Maio é o mês em que se “purifica” o futebol português. É o mês em que, suavemente mas com firmeza, se eliminam as nódoas ressequidas de mais uma competição viciada. Enquanto os campos se enchem do perfume das flores e dos zumbidos das abelhas, o futebol nacional entra num espiral hipócrita, em que se faz de conta que está tudo bem e no final ganha sempre a melhor equipa.
Neste Maio temos os símbolos maiores da corrupção futebolística lusitana a degladiarem-se por um lugar no topo da classificação. Revelam-se podres de ambos os lados, utilizam-se todas as armas (legais ou ilegais) para abater o adversário. Os outros estão longe, bem longe, fruto de uma competição manipulada que alguns querem, cada vez mais, de sentido único.

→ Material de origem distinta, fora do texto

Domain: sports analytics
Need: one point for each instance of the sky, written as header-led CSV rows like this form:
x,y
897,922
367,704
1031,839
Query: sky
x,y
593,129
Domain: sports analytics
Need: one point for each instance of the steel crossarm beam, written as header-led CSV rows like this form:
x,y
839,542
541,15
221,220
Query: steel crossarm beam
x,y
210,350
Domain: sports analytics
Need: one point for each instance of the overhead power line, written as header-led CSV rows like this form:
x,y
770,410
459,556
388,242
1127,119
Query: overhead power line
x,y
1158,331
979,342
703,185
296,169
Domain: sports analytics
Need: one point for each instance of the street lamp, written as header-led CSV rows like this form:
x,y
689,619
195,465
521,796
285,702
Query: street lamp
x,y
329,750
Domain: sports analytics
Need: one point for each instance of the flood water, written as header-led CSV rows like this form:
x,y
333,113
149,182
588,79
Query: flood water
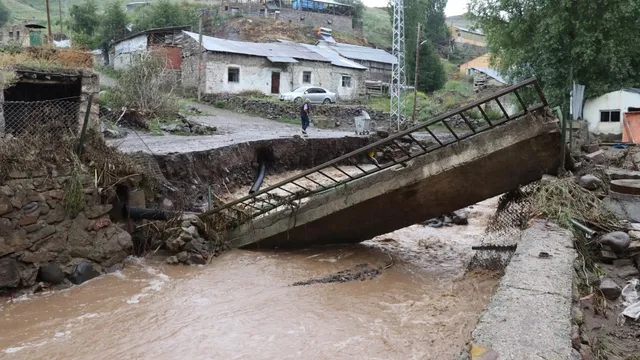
x,y
242,306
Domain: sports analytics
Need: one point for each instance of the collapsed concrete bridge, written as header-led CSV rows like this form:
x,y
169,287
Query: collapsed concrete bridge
x,y
406,178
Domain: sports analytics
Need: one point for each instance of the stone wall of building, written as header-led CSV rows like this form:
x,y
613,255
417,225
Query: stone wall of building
x,y
333,22
40,240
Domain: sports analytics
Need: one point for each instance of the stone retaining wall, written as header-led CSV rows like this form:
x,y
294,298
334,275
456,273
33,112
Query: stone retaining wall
x,y
41,241
287,110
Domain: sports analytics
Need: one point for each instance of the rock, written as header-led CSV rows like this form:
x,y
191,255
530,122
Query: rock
x,y
51,273
597,157
97,211
5,226
622,262
30,207
461,217
590,182
6,191
634,234
9,276
575,337
627,272
175,245
577,315
28,274
84,271
183,256
167,204
5,205
382,132
618,241
607,256
197,259
586,353
610,289
29,219
100,223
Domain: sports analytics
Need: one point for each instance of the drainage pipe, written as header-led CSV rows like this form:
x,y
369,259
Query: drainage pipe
x,y
259,177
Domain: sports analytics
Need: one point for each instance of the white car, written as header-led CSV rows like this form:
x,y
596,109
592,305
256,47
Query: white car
x,y
317,95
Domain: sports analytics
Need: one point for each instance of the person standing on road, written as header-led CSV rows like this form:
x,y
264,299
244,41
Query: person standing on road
x,y
304,115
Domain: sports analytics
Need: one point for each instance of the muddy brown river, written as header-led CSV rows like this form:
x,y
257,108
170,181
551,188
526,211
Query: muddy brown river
x,y
421,304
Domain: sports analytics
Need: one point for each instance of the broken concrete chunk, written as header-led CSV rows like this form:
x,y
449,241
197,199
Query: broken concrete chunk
x,y
597,157
618,241
590,182
610,289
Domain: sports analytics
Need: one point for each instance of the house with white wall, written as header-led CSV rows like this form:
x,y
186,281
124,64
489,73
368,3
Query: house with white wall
x,y
164,41
269,68
604,114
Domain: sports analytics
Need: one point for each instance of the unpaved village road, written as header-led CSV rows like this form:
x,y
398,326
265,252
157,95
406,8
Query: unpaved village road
x,y
233,128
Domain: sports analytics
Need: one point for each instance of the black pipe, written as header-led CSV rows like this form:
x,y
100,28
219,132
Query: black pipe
x,y
136,213
260,177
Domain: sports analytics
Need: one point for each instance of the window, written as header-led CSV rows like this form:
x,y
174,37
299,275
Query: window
x,y
610,115
346,81
306,77
233,75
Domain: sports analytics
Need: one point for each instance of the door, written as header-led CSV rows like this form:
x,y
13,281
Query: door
x,y
275,82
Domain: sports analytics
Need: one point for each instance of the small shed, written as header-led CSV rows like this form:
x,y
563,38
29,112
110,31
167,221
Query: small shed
x,y
164,41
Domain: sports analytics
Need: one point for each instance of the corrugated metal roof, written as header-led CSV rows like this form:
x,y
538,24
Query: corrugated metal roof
x,y
359,52
291,50
336,59
281,59
491,72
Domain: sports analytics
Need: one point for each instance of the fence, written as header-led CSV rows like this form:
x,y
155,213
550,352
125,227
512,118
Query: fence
x,y
37,118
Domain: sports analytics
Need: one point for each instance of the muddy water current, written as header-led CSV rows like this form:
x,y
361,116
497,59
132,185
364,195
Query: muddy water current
x,y
413,302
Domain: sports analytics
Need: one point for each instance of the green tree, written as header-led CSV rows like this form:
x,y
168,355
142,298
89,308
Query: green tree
x,y
429,13
5,14
431,73
165,13
84,23
593,42
114,22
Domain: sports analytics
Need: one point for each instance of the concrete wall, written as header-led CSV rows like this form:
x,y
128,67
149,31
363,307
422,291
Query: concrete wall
x,y
437,183
36,230
127,51
255,75
334,22
617,100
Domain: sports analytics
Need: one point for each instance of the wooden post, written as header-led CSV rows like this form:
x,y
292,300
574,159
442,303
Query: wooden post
x,y
60,10
200,56
415,81
49,22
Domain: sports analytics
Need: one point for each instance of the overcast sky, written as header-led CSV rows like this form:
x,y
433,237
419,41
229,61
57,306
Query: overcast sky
x,y
454,7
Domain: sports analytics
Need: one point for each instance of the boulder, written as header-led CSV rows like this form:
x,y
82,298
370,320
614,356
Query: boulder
x,y
590,182
84,271
460,217
610,289
618,241
9,276
51,273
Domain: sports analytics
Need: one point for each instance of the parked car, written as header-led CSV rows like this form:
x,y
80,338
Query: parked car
x,y
317,95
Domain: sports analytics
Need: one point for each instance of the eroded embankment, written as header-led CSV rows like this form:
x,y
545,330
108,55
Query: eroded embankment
x,y
228,168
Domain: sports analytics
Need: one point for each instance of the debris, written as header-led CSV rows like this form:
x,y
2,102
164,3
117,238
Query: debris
x,y
590,182
618,241
610,289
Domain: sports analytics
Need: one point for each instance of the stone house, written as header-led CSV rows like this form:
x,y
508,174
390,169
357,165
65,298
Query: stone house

Enquanto uns chafurdam na lama, tapando como podem os seus telhados de vidro, os outros assistem ao avolumar das evidencias de que, afinal de contas, o rei vai nu.
Entretanto, já se começa a ouvir o chilrear de algumas aves de gaiola (leia-se comentadeiros) a iniciarem a evangelização das massas, com os habituais “são estas as melhores equipas em Portugal” ou “os erros afectam todos e no final ganha sempre a melhor equipa”. Como sabem que a memoria do adepto de futebol é curta, arranjam de imediato uma legião de “crentes”.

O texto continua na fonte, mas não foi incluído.